Bishop Disney was born free either on July 13, 1835, or June 24, 1830, in the village of North East, Maryland to Henry and Rebecca Disney.
In 1857, Disney would be licensed to preach by the African Methodist Episcopal Church, or A.M.E. Church, which was formed in 1816. He would later be ordained as a deacon and elder. By the mid-1850s, the AMEC had seven conferences in the United States, and preachers had begun to work in Upper Canada in 1834, with a conference formed there in 1840.
The Rev. Richard Randolph Disney would come to Upper Canada in 1857 to minister to those who found refuge from slavery there prior to the Civil War. There he was enlisted by Bishop Willis Nazrey of the newly formed British Methodist Episcopal Church, which came about once the Fugitive Slave Act was passed in the United States in 1850.
Disney served several pastorates in Canada and became well-known and regarded as the denomination’s book steward and editor of its publication, Missionary Messenger.
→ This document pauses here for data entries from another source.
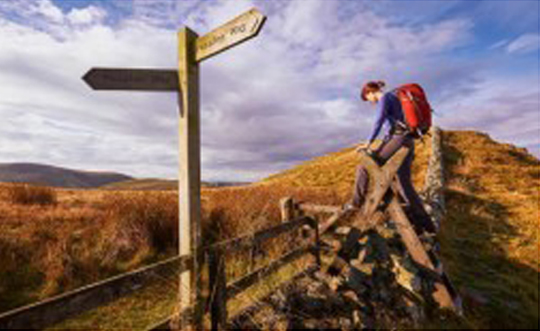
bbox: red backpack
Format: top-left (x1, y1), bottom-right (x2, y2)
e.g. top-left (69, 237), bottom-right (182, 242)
top-left (394, 83), bottom-right (432, 138)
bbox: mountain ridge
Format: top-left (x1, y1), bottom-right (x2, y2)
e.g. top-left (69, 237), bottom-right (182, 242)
top-left (0, 162), bottom-right (132, 188)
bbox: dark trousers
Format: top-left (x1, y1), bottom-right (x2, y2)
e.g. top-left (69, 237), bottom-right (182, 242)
top-left (352, 133), bottom-right (435, 233)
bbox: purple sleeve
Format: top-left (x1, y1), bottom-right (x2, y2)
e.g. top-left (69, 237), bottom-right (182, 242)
top-left (367, 94), bottom-right (387, 144)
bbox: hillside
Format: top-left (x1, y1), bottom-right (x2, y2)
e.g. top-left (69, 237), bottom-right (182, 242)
top-left (439, 130), bottom-right (539, 329)
top-left (256, 130), bottom-right (539, 329)
top-left (0, 163), bottom-right (131, 188)
top-left (0, 130), bottom-right (538, 329)
top-left (260, 137), bottom-right (432, 196)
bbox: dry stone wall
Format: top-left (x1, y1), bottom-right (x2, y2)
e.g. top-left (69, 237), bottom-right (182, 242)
top-left (422, 126), bottom-right (446, 232)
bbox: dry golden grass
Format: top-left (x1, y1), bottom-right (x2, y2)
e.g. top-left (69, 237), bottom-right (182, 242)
top-left (0, 138), bottom-right (431, 327)
top-left (5, 131), bottom-right (537, 329)
top-left (439, 130), bottom-right (539, 329)
top-left (260, 138), bottom-right (431, 198)
top-left (5, 183), bottom-right (57, 205)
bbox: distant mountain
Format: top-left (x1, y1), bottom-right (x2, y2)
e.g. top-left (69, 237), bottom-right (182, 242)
top-left (0, 163), bottom-right (132, 188)
top-left (101, 178), bottom-right (178, 191)
top-left (101, 178), bottom-right (250, 191)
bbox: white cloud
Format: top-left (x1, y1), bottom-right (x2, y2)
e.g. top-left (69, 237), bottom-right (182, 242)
top-left (0, 0), bottom-right (537, 182)
top-left (33, 0), bottom-right (64, 23)
top-left (67, 6), bottom-right (107, 25)
top-left (436, 74), bottom-right (540, 151)
top-left (506, 33), bottom-right (540, 54)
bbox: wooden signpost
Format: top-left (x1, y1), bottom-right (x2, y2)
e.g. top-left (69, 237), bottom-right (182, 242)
top-left (83, 8), bottom-right (266, 330)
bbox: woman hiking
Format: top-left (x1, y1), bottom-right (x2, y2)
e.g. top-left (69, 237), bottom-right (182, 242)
top-left (347, 80), bottom-right (435, 234)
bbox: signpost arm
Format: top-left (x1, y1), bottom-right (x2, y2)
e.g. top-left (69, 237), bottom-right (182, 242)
top-left (176, 27), bottom-right (203, 330)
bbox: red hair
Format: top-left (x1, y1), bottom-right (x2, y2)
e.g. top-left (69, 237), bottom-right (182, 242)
top-left (361, 80), bottom-right (386, 101)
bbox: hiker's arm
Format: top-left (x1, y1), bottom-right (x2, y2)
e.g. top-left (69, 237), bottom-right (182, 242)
top-left (366, 95), bottom-right (387, 148)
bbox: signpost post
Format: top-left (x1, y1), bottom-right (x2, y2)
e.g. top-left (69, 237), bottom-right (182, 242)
top-left (83, 8), bottom-right (266, 330)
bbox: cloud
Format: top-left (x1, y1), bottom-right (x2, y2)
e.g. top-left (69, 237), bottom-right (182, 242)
top-left (30, 0), bottom-right (64, 23)
top-left (436, 74), bottom-right (540, 152)
top-left (506, 33), bottom-right (540, 54)
top-left (67, 6), bottom-right (107, 25)
top-left (0, 0), bottom-right (537, 183)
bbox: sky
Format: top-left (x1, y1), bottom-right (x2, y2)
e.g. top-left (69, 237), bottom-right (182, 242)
top-left (0, 0), bottom-right (538, 181)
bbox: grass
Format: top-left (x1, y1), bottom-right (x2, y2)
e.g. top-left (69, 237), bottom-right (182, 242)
top-left (0, 138), bottom-right (430, 328)
top-left (1, 130), bottom-right (537, 329)
top-left (5, 183), bottom-right (57, 205)
top-left (438, 130), bottom-right (539, 329)
top-left (261, 137), bottom-right (431, 199)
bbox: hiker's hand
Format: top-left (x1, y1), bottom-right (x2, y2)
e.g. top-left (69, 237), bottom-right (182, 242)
top-left (355, 143), bottom-right (370, 153)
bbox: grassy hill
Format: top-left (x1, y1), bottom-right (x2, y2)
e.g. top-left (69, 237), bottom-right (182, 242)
top-left (259, 137), bottom-right (431, 197)
top-left (0, 163), bottom-right (131, 188)
top-left (0, 130), bottom-right (537, 329)
top-left (439, 131), bottom-right (539, 329)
When Bishop Nazrey died in 1875, the Rev. Disney had become so well regarded that he was chosen as Nazrey’s successor thus making him the second bishop of the British Methodist Episcopal Church, or BMEC. Bishop Disney’s area included Ontario, Nova Scotia, Bermuda, the West Indies and British Guyana.
Disney Chapel, at 10 East Street in Yarmouth, was built by Robert P. Kelley, a local architect who had also designed St. John’s Presbyterian Church on Kirk Street. It was consecrated and opened for public worship on Sunday, 4 November 1877, in services conducted by Right Rev. Bishop Richard Disney and Rev. Walter Grayson, pastor of the church.
As the years passed, it became ever more difficult to maintain the church building. In the late 1930s Disney Chapel was forced to close its doors. It opened again, closed again, opened again, and at some point the congregation became affiliated with the Pentecostal Assemblies of Canada. Today the Chapel is called the Sharon Gospel Assembly.